The grant, several times larger than expected, moves the project forward rapidly at last reporting, planners were conducting a feasibility study and sets up Northeast Ohio as only the second area in the nation dedicated to dance creation.

"This is stunning news in the dance world," said project member Pamela Young, executive director of DanceCleveland, recalling that she lost her breath when she heard it. "The whole thing has been a little magical."

Like its predecessor, the Maggie Allesee National Center for Choreography at Florida State University in Tallahassee, the dance center coming to Akron will not be a physical space so much as a network of facilities and resources.

Choreographers and dance companies, many of whom struggle for studio time, will apply for access and then be granted space in which to create and perform in the school's well-stocked Center for Dance and Theatre. The artists also will paid for their time, and be positioned to seek inspiration and do research all over Northeast Ohio.

"In a lot of ways, the center will be like a matchmaker," said Young, pointing to a recent test of the idea with Camille A. Brown & Dancers. "The whole region can be an incubator. We have all the right stuff. It's all right here."

Two choreographers already have been selected to inaugurate the new center, Young said.

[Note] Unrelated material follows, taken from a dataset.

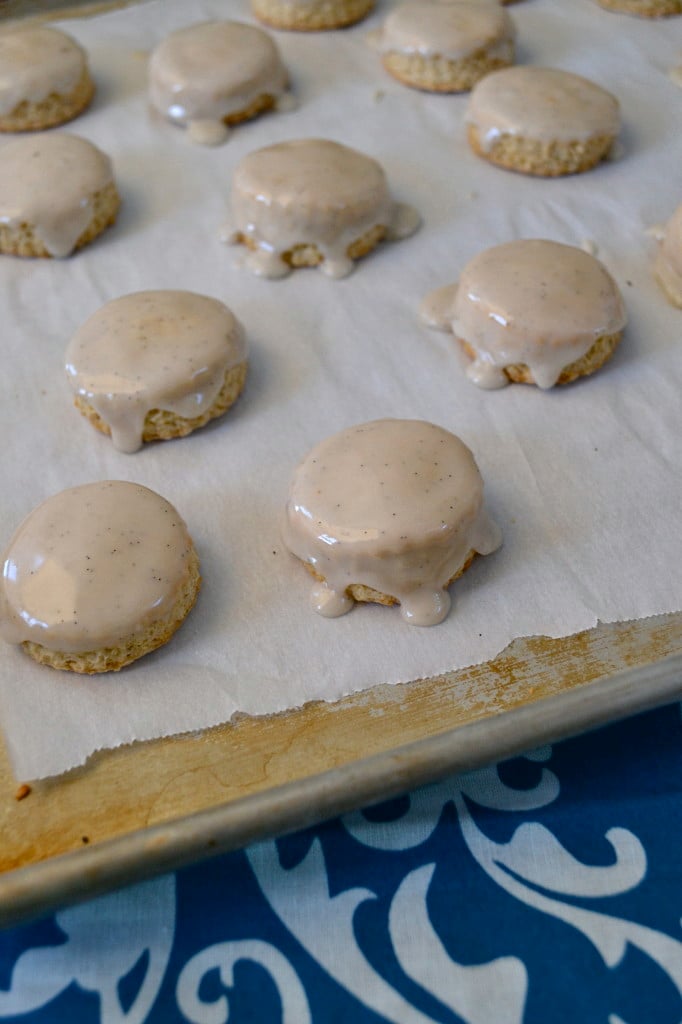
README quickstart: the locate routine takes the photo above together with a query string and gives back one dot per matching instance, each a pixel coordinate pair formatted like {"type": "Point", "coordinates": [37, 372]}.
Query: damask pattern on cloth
{"type": "Point", "coordinates": [548, 888]}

Carrie Hanson, Chicago-based director of The Seldoms, will be the first, in July, and John Jasperse, artistic director of a troupe in New York, will be in residence next April. The former, Young said, plans to do research at the Rock and Roll Hall of Fame and Museum in Cleveland, while the latter will avail himself of videographers at the University of Akron.

Whether or not these artists complete anything while here -- and what becomes of that work -- remains to be seen. Still, the very presence of cutting-edge artists living and working on campus in Akron and the ideas the choreographers will carry away should prove to be worthy ends in themselves, said Neil Sapienza, associate dean of fine arts and humanities at the university.

"[W]e look forward to having many prominent choreographers in our studios, on our campus, on a regular basis, year after year. For our students, having that national presence is just enormous."

The greatest impact, though, is likely to be on the public, on the region as a whole. Some works conceived here, for instance, are bound to appear later on a DanceCleveland program. Others will yield insight on the creative process and thereby serve to advance understanding of the art.

Northeast Ohio, meanwhile, will only step further into the spotlight. Like the best of dance partners, the new center will elevate and hold up the region as a destination for creative souls.

"I think this puts Northeast Ohio squarely in the high beams of national attention for dance," Young said. "The whole system of dance in Northeast Ohio will be the better for it."